Макс Гурин - Душа и навыки
После Берлина сразу Москва. Потому что в пределах данной иерархИи. Две столицы двух враждующих царств. Все как прежде: Византия да Рим; Земля да Небесная Твердь!.. Москва да Тверь, как старые полюса борьбы за третье склонение, в котором определенная окказиональная девочка. Окказиональная, потому что все-таки склоняется по первому типу, на «а», но и она тоже Речь, как и я. И пусть себе Катя считает, что мы не одно и то же!
В Москве парад. Если не память мне изменяет, то кто? Двадцать пятого буду бля. Двадцать пятого июня он был. В будущий день рожденья моей первой жены. Если двадцать четвертого, что тоже, быть может, то в день рождения супруга моей двоюродной сестры, которая на три года старше одной, столь много отнявшей у меня сил.
Когда Онегин к Огню подошел с гордым фашистским знаменьем (Не опечатка! (Прим. Сквор.)) наперевес, он, в отличие от других советских солдат, понимал, что не на смерть он полотнище сейчас обречет, — вот чего политрук в нем не смог разглядеть!

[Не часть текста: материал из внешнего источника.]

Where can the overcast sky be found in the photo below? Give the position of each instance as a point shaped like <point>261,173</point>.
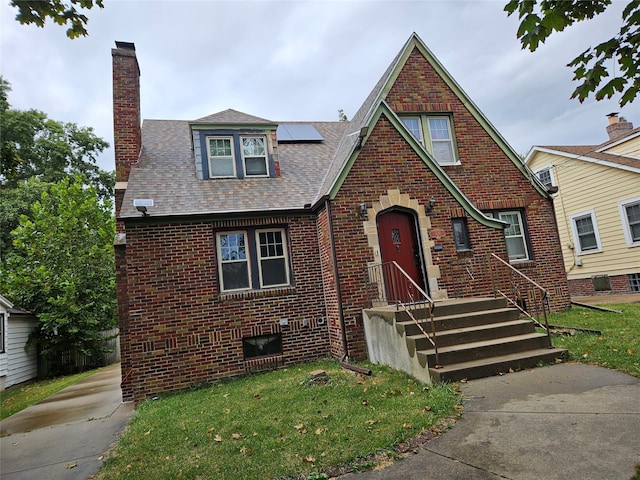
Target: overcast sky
<point>304,60</point>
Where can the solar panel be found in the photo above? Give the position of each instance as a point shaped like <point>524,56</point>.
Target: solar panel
<point>289,132</point>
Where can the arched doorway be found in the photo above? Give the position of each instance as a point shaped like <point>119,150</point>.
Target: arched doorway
<point>399,242</point>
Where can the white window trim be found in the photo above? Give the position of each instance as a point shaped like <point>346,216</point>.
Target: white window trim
<point>576,239</point>
<point>266,156</point>
<point>221,262</point>
<point>285,255</point>
<point>209,158</point>
<point>522,234</point>
<point>456,160</point>
<point>551,174</point>
<point>625,221</point>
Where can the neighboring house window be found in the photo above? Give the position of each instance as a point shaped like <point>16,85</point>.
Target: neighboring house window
<point>254,155</point>
<point>262,345</point>
<point>461,234</point>
<point>515,236</point>
<point>585,232</point>
<point>437,130</point>
<point>545,175</point>
<point>2,347</point>
<point>630,217</point>
<point>253,259</point>
<point>221,159</point>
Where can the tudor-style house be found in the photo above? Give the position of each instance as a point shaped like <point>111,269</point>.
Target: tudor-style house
<point>245,243</point>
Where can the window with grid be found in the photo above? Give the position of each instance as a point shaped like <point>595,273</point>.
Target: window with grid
<point>254,156</point>
<point>221,158</point>
<point>434,133</point>
<point>272,258</point>
<point>253,259</point>
<point>585,232</point>
<point>630,217</point>
<point>514,236</point>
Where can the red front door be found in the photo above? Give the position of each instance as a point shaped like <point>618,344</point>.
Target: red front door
<point>399,243</point>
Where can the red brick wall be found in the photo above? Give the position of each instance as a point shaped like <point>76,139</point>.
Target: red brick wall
<point>182,332</point>
<point>485,174</point>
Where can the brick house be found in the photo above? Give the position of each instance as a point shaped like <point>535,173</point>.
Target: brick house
<point>243,243</point>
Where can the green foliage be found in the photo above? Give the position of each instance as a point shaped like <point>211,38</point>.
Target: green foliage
<point>279,425</point>
<point>36,152</point>
<point>18,397</point>
<point>541,18</point>
<point>37,11</point>
<point>62,269</point>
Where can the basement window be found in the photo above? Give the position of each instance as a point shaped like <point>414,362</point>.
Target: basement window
<point>262,345</point>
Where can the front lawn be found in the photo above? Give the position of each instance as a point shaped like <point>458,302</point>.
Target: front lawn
<point>619,345</point>
<point>280,424</point>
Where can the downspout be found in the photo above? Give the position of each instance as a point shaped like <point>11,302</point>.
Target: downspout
<point>337,275</point>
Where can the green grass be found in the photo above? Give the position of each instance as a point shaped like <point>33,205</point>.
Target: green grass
<point>619,345</point>
<point>279,424</point>
<point>21,396</point>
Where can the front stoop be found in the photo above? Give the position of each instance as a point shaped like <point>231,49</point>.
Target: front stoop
<point>476,338</point>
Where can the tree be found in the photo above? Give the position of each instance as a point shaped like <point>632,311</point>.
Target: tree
<point>62,270</point>
<point>540,18</point>
<point>61,12</point>
<point>34,146</point>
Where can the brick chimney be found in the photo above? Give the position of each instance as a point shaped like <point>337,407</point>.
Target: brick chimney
<point>126,115</point>
<point>618,126</point>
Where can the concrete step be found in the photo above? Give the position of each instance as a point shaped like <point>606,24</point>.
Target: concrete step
<point>458,321</point>
<point>476,333</point>
<point>497,365</point>
<point>483,349</point>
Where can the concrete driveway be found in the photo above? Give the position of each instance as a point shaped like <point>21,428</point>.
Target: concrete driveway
<point>65,436</point>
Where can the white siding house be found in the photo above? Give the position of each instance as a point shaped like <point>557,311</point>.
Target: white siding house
<point>17,364</point>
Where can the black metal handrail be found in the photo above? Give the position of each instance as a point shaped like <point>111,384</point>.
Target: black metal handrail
<point>522,292</point>
<point>390,284</point>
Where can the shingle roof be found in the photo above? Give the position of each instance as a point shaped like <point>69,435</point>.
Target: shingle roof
<point>166,174</point>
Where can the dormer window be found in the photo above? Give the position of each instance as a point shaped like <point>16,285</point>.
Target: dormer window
<point>254,155</point>
<point>221,159</point>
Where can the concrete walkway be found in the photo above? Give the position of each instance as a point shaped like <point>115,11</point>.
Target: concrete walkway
<point>564,422</point>
<point>65,436</point>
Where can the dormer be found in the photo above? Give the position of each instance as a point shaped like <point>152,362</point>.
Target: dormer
<point>232,144</point>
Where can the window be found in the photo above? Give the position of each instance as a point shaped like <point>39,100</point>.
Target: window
<point>253,259</point>
<point>437,129</point>
<point>221,158</point>
<point>461,234</point>
<point>262,345</point>
<point>254,155</point>
<point>630,217</point>
<point>514,236</point>
<point>545,175</point>
<point>234,263</point>
<point>2,348</point>
<point>274,271</point>
<point>585,232</point>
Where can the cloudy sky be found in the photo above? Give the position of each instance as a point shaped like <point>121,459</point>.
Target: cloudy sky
<point>304,60</point>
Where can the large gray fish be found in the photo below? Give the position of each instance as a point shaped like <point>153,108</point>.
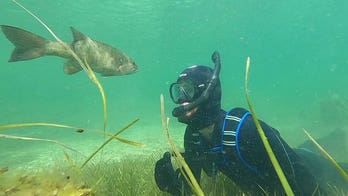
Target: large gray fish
<point>102,58</point>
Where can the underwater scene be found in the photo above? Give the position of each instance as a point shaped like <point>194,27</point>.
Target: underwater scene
<point>72,125</point>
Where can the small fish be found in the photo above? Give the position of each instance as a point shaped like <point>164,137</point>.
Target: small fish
<point>3,170</point>
<point>102,58</point>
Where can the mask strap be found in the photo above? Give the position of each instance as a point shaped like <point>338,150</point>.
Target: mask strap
<point>181,110</point>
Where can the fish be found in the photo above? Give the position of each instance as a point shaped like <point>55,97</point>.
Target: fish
<point>102,58</point>
<point>3,170</point>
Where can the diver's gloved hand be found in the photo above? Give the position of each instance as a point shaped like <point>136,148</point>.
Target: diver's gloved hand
<point>165,175</point>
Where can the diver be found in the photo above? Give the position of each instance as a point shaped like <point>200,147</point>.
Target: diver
<point>228,141</point>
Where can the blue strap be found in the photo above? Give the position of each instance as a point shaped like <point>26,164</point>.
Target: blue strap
<point>254,169</point>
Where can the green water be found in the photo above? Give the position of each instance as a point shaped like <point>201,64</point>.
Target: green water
<point>298,78</point>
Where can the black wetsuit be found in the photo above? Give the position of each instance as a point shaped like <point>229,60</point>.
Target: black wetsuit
<point>238,153</point>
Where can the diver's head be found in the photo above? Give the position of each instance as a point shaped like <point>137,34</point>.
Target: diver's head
<point>197,106</point>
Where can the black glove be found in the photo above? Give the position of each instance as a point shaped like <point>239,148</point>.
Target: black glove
<point>165,175</point>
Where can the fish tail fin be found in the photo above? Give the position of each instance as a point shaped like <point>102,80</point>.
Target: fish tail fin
<point>27,45</point>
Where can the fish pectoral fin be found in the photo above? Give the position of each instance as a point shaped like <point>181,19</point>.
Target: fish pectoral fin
<point>71,67</point>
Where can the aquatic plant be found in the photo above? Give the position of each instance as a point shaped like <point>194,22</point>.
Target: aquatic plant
<point>265,142</point>
<point>184,168</point>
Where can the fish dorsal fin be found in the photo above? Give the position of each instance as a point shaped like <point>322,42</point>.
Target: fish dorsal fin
<point>77,35</point>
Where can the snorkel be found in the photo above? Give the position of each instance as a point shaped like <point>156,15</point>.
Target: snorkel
<point>184,108</point>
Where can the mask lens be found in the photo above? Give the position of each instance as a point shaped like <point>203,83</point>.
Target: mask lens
<point>182,92</point>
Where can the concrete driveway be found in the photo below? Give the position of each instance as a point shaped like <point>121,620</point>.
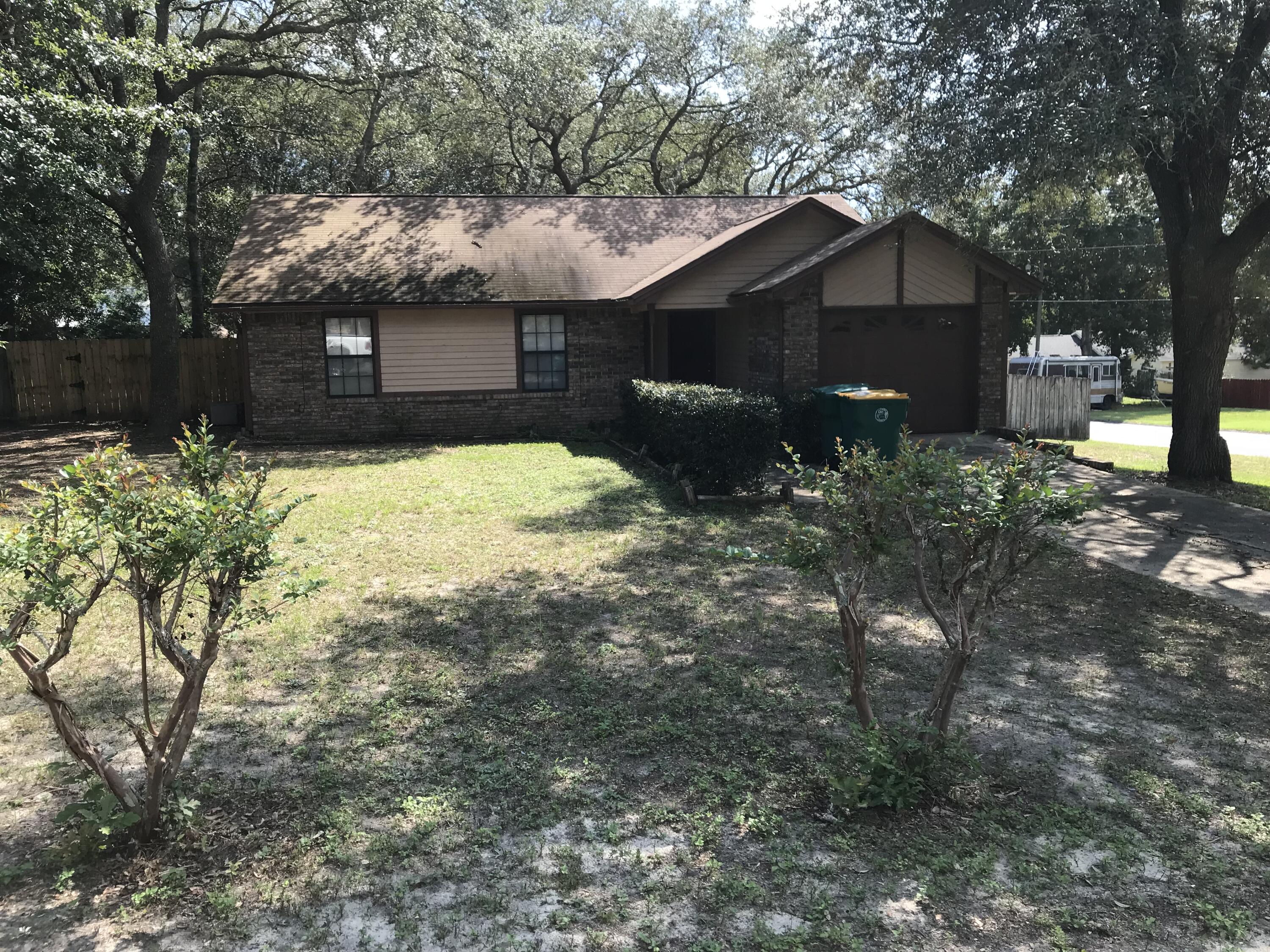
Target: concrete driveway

Онегин в кирзовых сапогах шагал бодро; выдавать ему было нечего; напротив, он, как Коля на сожжении Костромы, всячески пытался синтезировать из собственного безразличия к происходящему празднеству некое приличествующее моменту волненье души.
Когда, наконец, ненавистное всем советским людям полотнище было предано им Вечной Геене, он лишь один знал, что просто помог фашистам вернуть на место то, что они там, в тридцать третьем году одолжили, но сами не в силах теперь вернуть долг, ибо их всех он, Онегин, насмерть отшлепал по жопе. От скуки, конечно. Мы-то, образованные граждане, знаем, что ни от чего не другого.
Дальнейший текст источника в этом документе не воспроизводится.